The family business was a worldwide chain of dancing schools which sold life memberships to lonely old people. It wasn’t exactly a racket any more than psychoanalysis or religion or encounter groups or Rosicrucianism can be said to be rackets, but, like them, it also promised an end to loneliness, powerlessness, and pain, and of course it disappointed many people. Charlie had worked in the dance-studio business for a few summers during college, but this was only a token gesture. He hated any kind of everyday job-even if it consisted of gliding across the dance floor with an eighty-year-old lady who had just become a life member to the tune of several thousand dollars. When I knew him, Charlie was very sensitive on the subject of ballroom dancing. He did not want it generally known that this was what his father did for a living. Nevertheless, he dropped his famous uncle’s name frequently among his friends and mine. Ambivalence is a wonderful tune to dance to.
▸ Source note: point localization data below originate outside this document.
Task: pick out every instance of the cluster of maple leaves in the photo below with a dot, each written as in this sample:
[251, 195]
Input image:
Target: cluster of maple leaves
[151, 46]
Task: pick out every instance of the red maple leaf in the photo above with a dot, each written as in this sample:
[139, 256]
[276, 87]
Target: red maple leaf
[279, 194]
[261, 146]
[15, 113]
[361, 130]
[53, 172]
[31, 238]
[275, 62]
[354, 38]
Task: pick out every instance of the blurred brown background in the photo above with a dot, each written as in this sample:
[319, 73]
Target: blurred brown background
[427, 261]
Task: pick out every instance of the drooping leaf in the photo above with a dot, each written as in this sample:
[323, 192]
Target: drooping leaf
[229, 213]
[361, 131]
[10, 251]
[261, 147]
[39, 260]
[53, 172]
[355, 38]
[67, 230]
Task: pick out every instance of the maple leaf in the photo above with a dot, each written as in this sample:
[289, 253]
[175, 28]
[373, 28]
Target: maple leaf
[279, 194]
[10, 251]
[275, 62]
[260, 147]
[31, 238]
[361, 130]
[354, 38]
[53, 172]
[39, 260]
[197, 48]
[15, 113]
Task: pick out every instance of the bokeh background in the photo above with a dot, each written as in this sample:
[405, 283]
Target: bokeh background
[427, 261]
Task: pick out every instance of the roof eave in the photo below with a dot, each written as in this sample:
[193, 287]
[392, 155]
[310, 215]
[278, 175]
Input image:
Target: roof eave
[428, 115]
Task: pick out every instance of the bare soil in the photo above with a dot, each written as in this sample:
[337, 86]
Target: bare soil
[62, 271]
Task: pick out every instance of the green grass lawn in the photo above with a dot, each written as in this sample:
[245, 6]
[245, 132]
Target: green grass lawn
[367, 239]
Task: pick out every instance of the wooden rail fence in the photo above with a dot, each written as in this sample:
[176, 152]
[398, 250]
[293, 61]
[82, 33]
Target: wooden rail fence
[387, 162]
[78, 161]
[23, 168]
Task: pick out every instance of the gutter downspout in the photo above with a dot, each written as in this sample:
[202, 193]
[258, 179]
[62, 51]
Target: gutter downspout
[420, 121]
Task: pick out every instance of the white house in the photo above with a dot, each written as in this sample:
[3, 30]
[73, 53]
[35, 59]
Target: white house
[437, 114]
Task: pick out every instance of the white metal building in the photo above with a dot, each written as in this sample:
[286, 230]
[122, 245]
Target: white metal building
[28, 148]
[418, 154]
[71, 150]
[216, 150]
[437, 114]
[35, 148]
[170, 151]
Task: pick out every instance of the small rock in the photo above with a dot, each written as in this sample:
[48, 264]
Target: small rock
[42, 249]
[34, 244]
It has a rhythm all its own.
But what did Charlie do? He prepared himself for greatness. He daydreamed about his conducting debut-which otherwise he did nothing much to hasten-and he began symphonies. They were-every one of them-unfinished symphonies. He also began sonatas and operas (based on works by Kafka or Beckett). These were unfinished bars (but which he always promised to dedicate to me). Perhaps to others he was a failure, but to himself he was a romantic figure. He spoke of “silence, exile, and cunning.” (Silence: the unfinished symphonies. Exile: he had left the Beresford for the East Village. Cunning: his affair with me.) He was going through the initial trials of all great artists. As a conductor, he had not yet had his break and was further handicapped, he thought, by the fact of not being a homosexual. As a composer, it was a question of learning to cope with the crisis of style which bedeviled the age. That too would come in time. One had to think in decades, not years.